The Marla Blue app is now into its V3.1 incarnation. The name? “I was playing around with la mar in Spanish; a marine-scientist friend also read MARine LAboratory into it, but that’s probably a stretch!” says Karamshuk.
Rising accuracy
But the important question is this: How well does the app work? Last summer the team started asking divers to report on the visibility encountered on their dives, so that their experiences could be analysed and compared with Marla Blue forecasts.
Over the course of the season, they received some 500 reports, and 58% of these were found to be within the predicted ranges of the current V3.1 model.
This was encouraging progress, because earlier models had been in the 43-47% range, and it represented a 29% improvement over the previous live model, V2.2.


The diver reports came in from all over the UK and Ireland but especially the South-west (287) and North-east (121) regions. The most enthusiastic response came from Beadnell Point in Northumberland, thanks to one devotee named Scuba Steve, and some reports were submitted from inland waters.
Most of the best visibility was recorded in the South-west and Ireland, though the best of all, a sparkling 20m, came from near St Abbs in south-eastern Scotland in May.

Average vis was 4.12m with the (probably more representative) median 3.5m and variability of 2.86m.
True to human nature, Marla Blue users tend to report more often when frustrated by app predictions that have proved incorrect, so this has to be taken into account. “We’re confident that we’ll be able to increase the model accuracy,” says Karamshuk.
Global expansion
The focus dive-sites are split into three categories: Shore, Reef and Wreck, and app-users can obtain underwater visibility forecasts not only for specific locations but for anywhere around the coast.
The forecasts are updated hourly, with visibility estimates provided for today, tomorrow and the past three days, along with algae trends for the past week and site conditions including detailed wind, swell, tide and water-temperature data, along with local diver reports.
Marla Blue, which trades as Ocean AI, secured its initial funding from Innovate UK in April 2023, with another tranche from the same source and from Maritime Launchpad in the Great South West the following year.
With an eye to the mentioned global expansion, Karamschuk is currently experimenting with dive-visibility forecasts in Australia. “Forecasting undersea visibility is tough, but we’re up for the challenge,” he says. “With every divers’ valuable input, we believe in our collective ability to map the undersea conditions across the world’s oceans.”

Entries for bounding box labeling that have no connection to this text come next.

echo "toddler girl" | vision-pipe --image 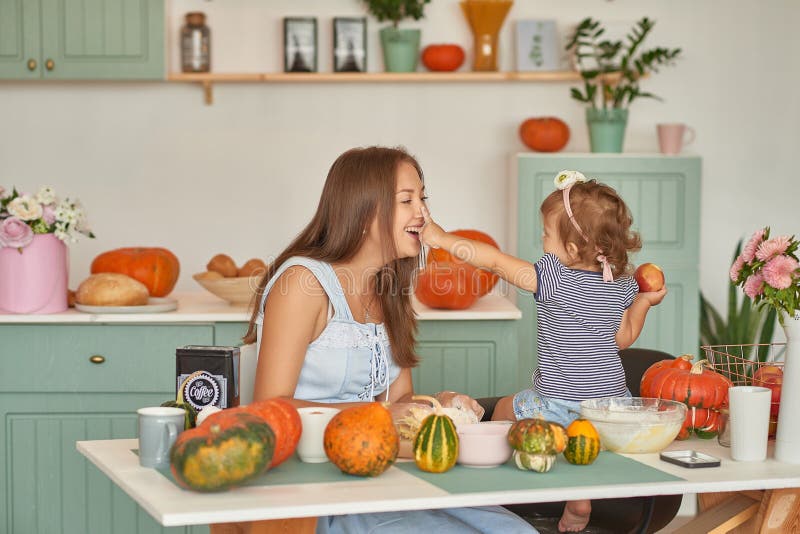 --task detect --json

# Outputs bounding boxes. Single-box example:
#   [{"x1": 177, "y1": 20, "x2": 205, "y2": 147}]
[{"x1": 421, "y1": 171, "x2": 667, "y2": 532}]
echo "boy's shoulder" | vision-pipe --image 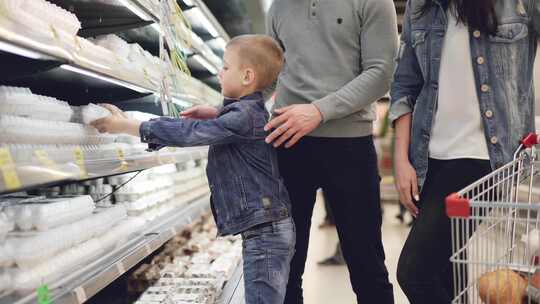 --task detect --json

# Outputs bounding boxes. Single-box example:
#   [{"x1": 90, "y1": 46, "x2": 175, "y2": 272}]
[{"x1": 220, "y1": 99, "x2": 266, "y2": 114}]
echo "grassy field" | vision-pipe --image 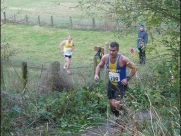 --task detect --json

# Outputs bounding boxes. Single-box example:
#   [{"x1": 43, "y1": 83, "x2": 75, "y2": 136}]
[
  {"x1": 2, "y1": 24, "x2": 143, "y2": 67},
  {"x1": 1, "y1": 0, "x2": 102, "y2": 17}
]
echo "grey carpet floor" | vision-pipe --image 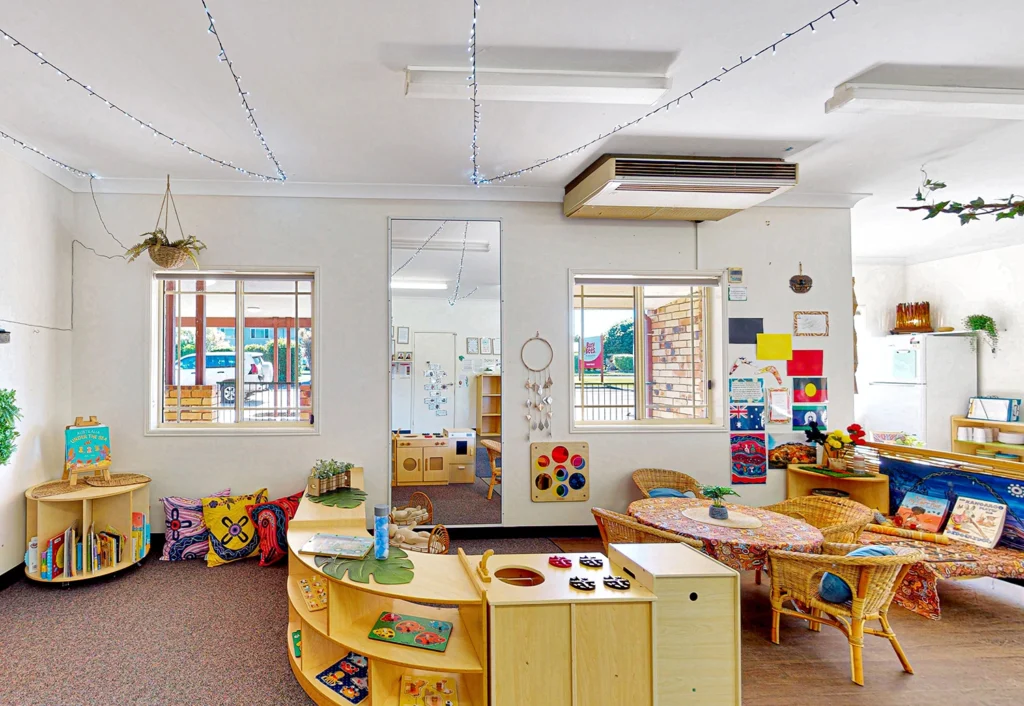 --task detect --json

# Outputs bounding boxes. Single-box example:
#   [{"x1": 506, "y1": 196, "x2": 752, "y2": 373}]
[
  {"x1": 0, "y1": 538, "x2": 1024, "y2": 706},
  {"x1": 391, "y1": 476, "x2": 502, "y2": 527}
]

While Marla Blue is already supported by a growing community of scuba and freedivers, its founder is currently looking to further boost its development by encouraging all divers, whether app-users or not, to complete a short survey covering aspects such as problems encountered when planning dives, and preferred types of graphic.
The Marla Blue site provides further information and offers a useful guide to finding good diving conditions in the UK and Ireland. The app is available from the IoS and Android stores, priced at £35 a year – commencing with a one-week free trial – or £6 a month.